07/20/2011 07:05 pm ET | Updated Sep 20, 2011

McCoppin Street To Be Transformed Into Beautiful Food Truck Haven (PHOTOS)

For a little over year, a shortcut on my daily commute led me to regularly travel down McCoppin Street. Hardly a day went by where I didn't bear witness to a drug deal or, at the very least, inadvertently take a deep breath full of that oh-so-fresh urine smell. It wasn't pretty, but it shaved a couple minutes off my trek between home and work so I didn't complain (much).

Now, the awkward cul-de-sack tucked under the intersection of Highway 101 and Market Street, is slated to become McCoppin Hub--a public plaza replete with green space and spots for a bevvy of food trucks, turning this oft-overlooked corner of San Francisco into the city's hippest new food court.


The Department of Public Works, together with neighborhood groups, commissioned Boor Bridges Architects to come up with a proposal to revamp the street. Streetsblog reports:

The design residents seem to favor would include a “meandering path” and triangular spaces with grass and planters to sit on. Two lanes of open grass would flank the park, providing space for activities like farmer’s markets and the food trucks that have been activating the space every Saturday since last fall…Other improvements will add greening, traffic calming, and bike lanes along the rest of McCoppin Street and the alleyways adjoining it.

The renovation plan is part of the Department of Public Works' SoMa West Improvement Projects, which also include the creation of a skate park between Mission and Otis streets and a playground/dog park/basketball court complex between Valencia and Otis. These renovations have tentatively been in planning stages since 2005; however, the city only recently secured the funding needed to bring the projects off the page and into reality.

In recent months, a ring of food trucks feeding a gaggle of hungry customers has become a regular sight in the alley. The weekly food truck gathering Off the Grid used to hold all-day markets on McCoppin on Saturdays but scaled down to only offering lunch after parking trucks in one spot all day didn't prove economically viable.

After the severing of the Central Freeway and the creation of the beautiful-yet-problematic Octavia Boulevard, much of the traffic that used to go though Hayes Valley has since been diverted into neighborhood surrounding McCoppin.

In this marginal zone that lies roughly between 16th and Market streets and Valencia and Harrison streets -- especially in the untended parking lots underneath the freeways -- blight, crime, drug use and vagrancy have flourished simply because no one else wants to hang out breathing the fumes and listening to the roaring freeway beast.

Right now, it's a throwaway neighborhood surrounded by areas that encourage walking, bicycling and using public transportation.

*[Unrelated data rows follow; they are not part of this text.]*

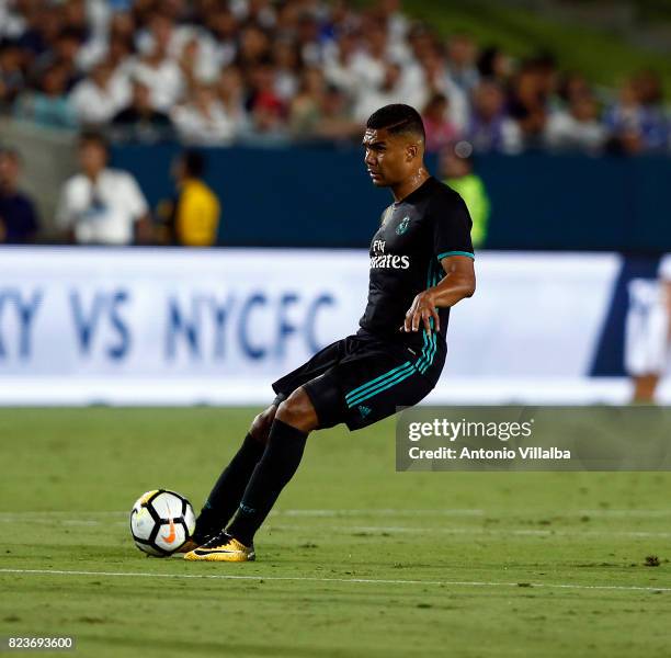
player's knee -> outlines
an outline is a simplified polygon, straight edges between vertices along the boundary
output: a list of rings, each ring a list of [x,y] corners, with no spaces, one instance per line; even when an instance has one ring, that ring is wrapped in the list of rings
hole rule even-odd
[[[264,411],[261,411],[254,420],[252,421],[249,433],[261,443],[268,442],[268,436],[270,434],[270,429],[273,424],[273,420],[275,419],[275,412],[277,411],[277,407],[269,407]]]
[[[317,413],[307,393],[297,388],[277,407],[276,418],[294,428],[310,432],[317,429]]]

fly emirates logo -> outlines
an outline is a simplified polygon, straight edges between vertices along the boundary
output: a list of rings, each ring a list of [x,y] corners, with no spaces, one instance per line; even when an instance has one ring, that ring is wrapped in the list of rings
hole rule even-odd
[[[373,254],[371,269],[384,268],[391,270],[407,270],[410,266],[409,256],[395,256],[385,253],[386,240],[373,240]]]

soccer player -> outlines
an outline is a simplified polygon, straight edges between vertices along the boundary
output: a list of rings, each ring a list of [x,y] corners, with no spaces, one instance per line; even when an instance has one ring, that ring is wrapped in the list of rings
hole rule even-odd
[[[468,211],[427,171],[424,127],[409,105],[371,115],[363,148],[373,184],[389,188],[394,203],[371,242],[360,329],[273,384],[277,397],[215,484],[185,559],[254,559],[254,534],[311,431],[377,422],[419,402],[440,377],[450,308],[475,292]]]

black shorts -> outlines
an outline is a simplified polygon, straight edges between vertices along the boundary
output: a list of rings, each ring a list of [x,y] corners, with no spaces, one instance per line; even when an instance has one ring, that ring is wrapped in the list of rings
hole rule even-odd
[[[349,336],[323,348],[273,389],[288,397],[303,386],[320,428],[346,423],[357,430],[411,407],[435,386],[445,362],[441,337],[414,350],[371,334]]]

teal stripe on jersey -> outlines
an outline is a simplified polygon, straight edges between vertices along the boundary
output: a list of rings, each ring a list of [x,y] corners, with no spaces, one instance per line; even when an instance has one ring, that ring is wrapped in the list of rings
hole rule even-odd
[[[443,251],[443,253],[437,254],[439,260],[443,260],[448,256],[467,256],[468,258],[473,258],[475,260],[475,253],[470,253],[470,251]]]
[[[412,367],[412,365],[409,365],[406,371],[401,371],[401,372],[397,373],[390,379],[385,379],[384,382],[380,382],[374,388],[371,388],[368,390],[364,390],[364,393],[362,393],[359,397],[356,397],[355,399],[350,400],[348,402],[348,407],[353,407],[354,405],[359,405],[360,402],[363,402],[364,400],[367,400],[368,398],[372,398],[373,396],[376,396],[378,393],[382,393],[383,390],[386,390],[387,388],[390,388],[391,386],[395,386],[396,384],[399,384],[400,382],[402,382],[403,379],[407,379],[408,377],[410,377],[413,374],[414,374],[414,368]]]
[[[373,386],[374,384],[377,384],[379,382],[382,382],[382,379],[386,379],[388,377],[391,377],[394,374],[396,374],[398,371],[400,371],[401,368],[407,367],[408,365],[410,365],[409,361],[406,361],[406,363],[403,363],[402,365],[399,365],[398,367],[395,367],[394,370],[387,371],[386,373],[382,374],[379,377],[376,377],[375,379],[372,379],[371,382],[366,382],[365,384],[362,384],[359,388],[354,388],[353,390],[350,390],[350,393],[348,393],[345,395],[345,400],[359,395],[360,393],[363,393],[364,389],[369,388],[371,386]]]

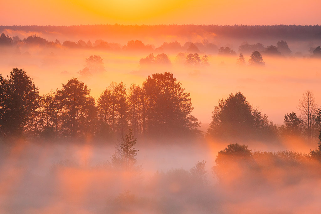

The article depicts many in the McCoppin area as jealous of all the attention lavished on Hayes Valley in the years since the freeway's destruction. "We got screwed," said one resident. "They're Oz, and we're Kansas."

Check out this slideshow of pictures Streetsblog assembled showing McCoppin Street's past, present and future.

Previous projects by the architecture firm responsible for the plan include the nearby Four Barrel Coffee, its attendant parklet, and the Sierra Igloo at Glacier Point in Yosemite.

With this new effort, the McCoppin area may be due for a revival worthy of its trendy neighbor to the north.

Construction projects in the area are expected to begin this fall with construction on the McCoppin Hub slated for sometime next summer.